Temple University Libraries Fall Public Programming Schedule Expanded The Libraries have added three new programs to the fall 2010 schedule:
November 1, 7PM Philadelphia Sound and Vision Ibrahim Theater @ International House, 3701 Chestnut Street Temple University Libraries, Urban Archives presents a look at hidden stories of music and sound in Philadelphia. It features some of the more distinct characters, traditions and venues in the city’s recent history. The screening will feature: free-jazz performer Sun Ra and his Arkestra, David Bowie visiting Veterans Stadium, synthesizer expert Gerson Rosenbloom, Philadelphia International soul legends McFadden & Whitehead, punk/…new wave stalwart Ken Kweeder at the Hot Club, the organist at the Spectrum sports and entertainment venue, jazz-vibraphonist Khan Jamal, Mummers new years string bands, the original Electric Factory concert venue and more!

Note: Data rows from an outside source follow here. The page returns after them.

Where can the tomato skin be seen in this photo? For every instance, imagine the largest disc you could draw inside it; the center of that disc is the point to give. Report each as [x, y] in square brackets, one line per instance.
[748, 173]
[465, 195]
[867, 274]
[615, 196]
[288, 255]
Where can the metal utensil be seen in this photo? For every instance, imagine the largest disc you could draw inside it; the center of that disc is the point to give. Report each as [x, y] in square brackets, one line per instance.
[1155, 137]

The program consists of unique footage from the Urban Archives’ collections including unaired news footage, television broadcasts, news magazines and documentaries from local networks WPVI 6 and KYW 3. This highlights recent preservation and digitization work done on our film and video holdings. Open to the general public and FREE!
November 2, 5:30 PM Nancy Heinzen on Rittenhouse Square Philadelphia Art Alliance, 251 South 18th Street Take a look inside Philadelphia history with Nancy Heinzen, author of The Perfect Square: A History of Rittenhouse Square. (Temple University Press, 2009). Author Nancy Heinzen will discuss the growth and development of Rittenhouse Square, illustrating that not only is this urban space unique, but so too is the combination of human events and relationships that have created and sustained it. This program is presented by Temple University Libraries, the Temple University Press and the Philadelphia Art Alliance. Come early to explore PAAs newest exhibition, The Sitting Room: Four Studies, in the first and second floor galleries.

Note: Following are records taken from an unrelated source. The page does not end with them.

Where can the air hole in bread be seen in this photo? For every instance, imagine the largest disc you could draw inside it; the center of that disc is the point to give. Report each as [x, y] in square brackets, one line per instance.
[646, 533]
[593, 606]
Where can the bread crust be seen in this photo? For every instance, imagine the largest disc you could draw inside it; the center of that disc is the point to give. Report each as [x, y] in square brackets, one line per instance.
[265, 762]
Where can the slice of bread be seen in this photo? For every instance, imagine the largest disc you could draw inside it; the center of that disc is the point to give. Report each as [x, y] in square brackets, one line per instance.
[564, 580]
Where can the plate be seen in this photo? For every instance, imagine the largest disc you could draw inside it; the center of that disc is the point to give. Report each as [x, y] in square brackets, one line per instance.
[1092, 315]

December 1, 3:30 PM In Conversation with Andrew Lam East Eats West: The unexpected Consequences of Asian Immigration to America Paley Library Lecture Hall, 1210 Polett Walk, Ground Floor From cuisine and martial arts to sex and self-esteem, East Eats West shines new light on the bridges and crossroads where two hemispheres meld into one worldwide “immigrant nation.” In this new nation, with its amalgamation of divergent ideas, tastes, and styles, today’s bold fusion becomes tomorrow’s classic. But while the space between East and West continues to shrink in this age of globalization, some cultural gaps remain. Andrew Lam, the award-winning author of Perfume Dreams, continues to explore the Vietnamese diaspora, this time concentrating not only on how the East and West have changed but how they are changing each other. And he’ll talk about what it is like to thrive in the West with one foot still in the East.” Andrew is a writer and an editor with the Pacific News Service, a short story writer, and, has been, for 8 years, a commentator on National Public Radio’s “All Things Considered.” He co-founded New America Media, an association of over 2000 ethnic media organizations in America. His essays have appeared in dozens of newspapers across the country, including the New York Times, The LA Times, the San Francisco Chronicle, The Baltimore Sun, The Atlanta Journal, and the Chicago Tribune. His short stories are also anthologized widely and taught in many Universities and colleges. This program is part of the Language and Linguistics Speaker Series organized by the Teaching English to Speakers of Other Languages Program. Support also provided by CIBER in the Fox School of Business and Management, GenEd, Vietnamese Studies, Department of English and the Faculty Senate Lectures and Forums Committee.